The scientist sees “great potential” in this and continues, “We are already envisaging many projects, because in this field there is still too little interdisciplinary research being conducted.” This, in particular, is important for her. “At our university we have the ideal opportunity to interact with many fields,” says Vorhauer-Huget. “There are important collaborations, for example, with our colleagues in Electrical Engineering, who, among other things, are looking closely at dielectric material properties, from which we are able to derive how well a material can be heated.” In the CRC project, the Process Engineering Group, in turn, is currently working on the carbonization of wood or the transformation of biomass into carbon without combustion in order to produce pyrolysis gases and oils. Here too, seemingly countless further opportunities are opening up. The scientist briefly mentions areas such as iron ore reduction for the production of iron or the use of microwave heating for silicon carbide structures for the semiconductor industry. “Plastic wastes could also be carbonized and hydrogen made with them,” says Vorhauer-Huget. Another application that she considers to be of interest for the future is the manufacture of propellants from biowaste, which so far has not been properly exploited. She says, “We are still at the start, but it really is extremely promising.”
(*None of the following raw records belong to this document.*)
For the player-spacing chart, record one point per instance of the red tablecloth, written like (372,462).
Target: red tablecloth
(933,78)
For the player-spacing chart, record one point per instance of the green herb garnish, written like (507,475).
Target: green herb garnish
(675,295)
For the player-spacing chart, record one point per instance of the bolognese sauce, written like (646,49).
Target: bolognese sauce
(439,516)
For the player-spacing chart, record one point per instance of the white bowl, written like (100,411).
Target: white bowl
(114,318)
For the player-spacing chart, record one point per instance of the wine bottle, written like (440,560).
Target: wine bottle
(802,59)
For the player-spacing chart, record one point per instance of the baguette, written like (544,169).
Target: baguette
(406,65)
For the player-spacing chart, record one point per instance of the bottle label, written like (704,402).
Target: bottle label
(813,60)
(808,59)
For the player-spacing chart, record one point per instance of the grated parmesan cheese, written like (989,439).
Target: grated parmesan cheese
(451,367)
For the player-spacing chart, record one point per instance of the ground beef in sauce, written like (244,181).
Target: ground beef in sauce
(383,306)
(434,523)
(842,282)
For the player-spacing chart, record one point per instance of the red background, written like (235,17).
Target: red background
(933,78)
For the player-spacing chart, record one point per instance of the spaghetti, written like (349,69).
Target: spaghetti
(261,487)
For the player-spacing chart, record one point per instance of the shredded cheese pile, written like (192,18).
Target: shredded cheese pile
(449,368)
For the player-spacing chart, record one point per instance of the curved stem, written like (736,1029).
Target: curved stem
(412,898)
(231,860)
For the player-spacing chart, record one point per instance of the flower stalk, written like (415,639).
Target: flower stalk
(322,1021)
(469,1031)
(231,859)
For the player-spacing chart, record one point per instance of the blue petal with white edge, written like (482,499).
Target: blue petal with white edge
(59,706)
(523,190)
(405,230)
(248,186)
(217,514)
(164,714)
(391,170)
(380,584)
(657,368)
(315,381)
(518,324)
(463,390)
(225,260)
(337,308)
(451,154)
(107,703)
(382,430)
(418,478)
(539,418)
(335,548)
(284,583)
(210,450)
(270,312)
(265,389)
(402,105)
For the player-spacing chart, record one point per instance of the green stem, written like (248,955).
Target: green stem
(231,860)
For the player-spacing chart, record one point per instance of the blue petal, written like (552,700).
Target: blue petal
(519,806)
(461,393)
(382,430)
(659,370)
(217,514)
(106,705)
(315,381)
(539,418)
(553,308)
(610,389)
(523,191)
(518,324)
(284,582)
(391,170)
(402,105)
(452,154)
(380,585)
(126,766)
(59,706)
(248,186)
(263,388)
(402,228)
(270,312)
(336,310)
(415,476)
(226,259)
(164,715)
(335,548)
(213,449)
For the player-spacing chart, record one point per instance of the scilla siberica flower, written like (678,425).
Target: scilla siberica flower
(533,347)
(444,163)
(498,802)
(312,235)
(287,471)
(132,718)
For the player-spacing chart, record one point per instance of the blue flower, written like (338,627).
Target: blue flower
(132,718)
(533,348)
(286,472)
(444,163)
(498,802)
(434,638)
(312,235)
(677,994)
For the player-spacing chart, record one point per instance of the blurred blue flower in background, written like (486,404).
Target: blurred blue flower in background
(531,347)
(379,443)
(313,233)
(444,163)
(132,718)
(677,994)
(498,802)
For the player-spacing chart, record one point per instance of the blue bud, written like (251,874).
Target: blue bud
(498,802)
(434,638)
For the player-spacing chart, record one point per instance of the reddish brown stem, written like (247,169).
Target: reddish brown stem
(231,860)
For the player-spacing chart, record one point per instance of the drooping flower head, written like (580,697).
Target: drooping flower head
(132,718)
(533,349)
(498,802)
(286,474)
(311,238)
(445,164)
Just how promising can be seen from the initial results of the current microwave research. For example, the Magdeburg scientists have been able, after three years of hard work, to publish early results on the efficient, environmentally-friendly drying of bricks in specialist journals - and thus present them to industry. Towards the end of this year the OVGU process engineers hope to publish initial results on their high temperature reactor research.

Das Forschungsteam von Dr.-Ing. Nicole Vorhauer-Huget (c) Jana Dünnhaupt Uni MagdeburgDr.-Ing. Nicole Vorhauer-Huget's research team. (at the top of picture: M.Sc. Supriya Bhaskaran, Dr.-Ing. Nicole Vorhauer-Huget, M.Sc. Andrea Dernbecher, Jun.-Prof. Dr.-Ing. Alba Dieguez Alonso (from right to left) // down in the picture: M.Sc. Lucas Briest, M.Sc. Juan Fuentes) (Photo: Jana Dünnhaupt / Uni Magdeburg)

The scientist explains what drives her to conduct this kind of research: “Above all, it is curiosity that keeps me going. I am spurred on by the team, by the interdisciplinary work and not least also through the involvement of doctoral and undergraduate students who, as part of the research group, can work on topics and advance new ideas themselves.” Added to this is having the feeling that she is “really making a difference.” If we can convince people to integrate the outcome of our research into their processes, that is “the greatest success.” “The work of process engineers is often not as tangible as, for example, that of mechanical engineers or computer scientists, since they deal with industrial material and energy transformation processes that take place inside machines and equipment,” she says. “However, it will be our task to change industrial processes to such an extent over the next 20 years that German manufacturing will be carbon neutral by the year 2050.” For this reason she is keen to promote up-and-coming process engineers who will have to forge ahead in areas where the foundations are just now being laid. The explanation for this is as simple as it is clear: “We know how processes work. And that’s why we can also transform and improve them.”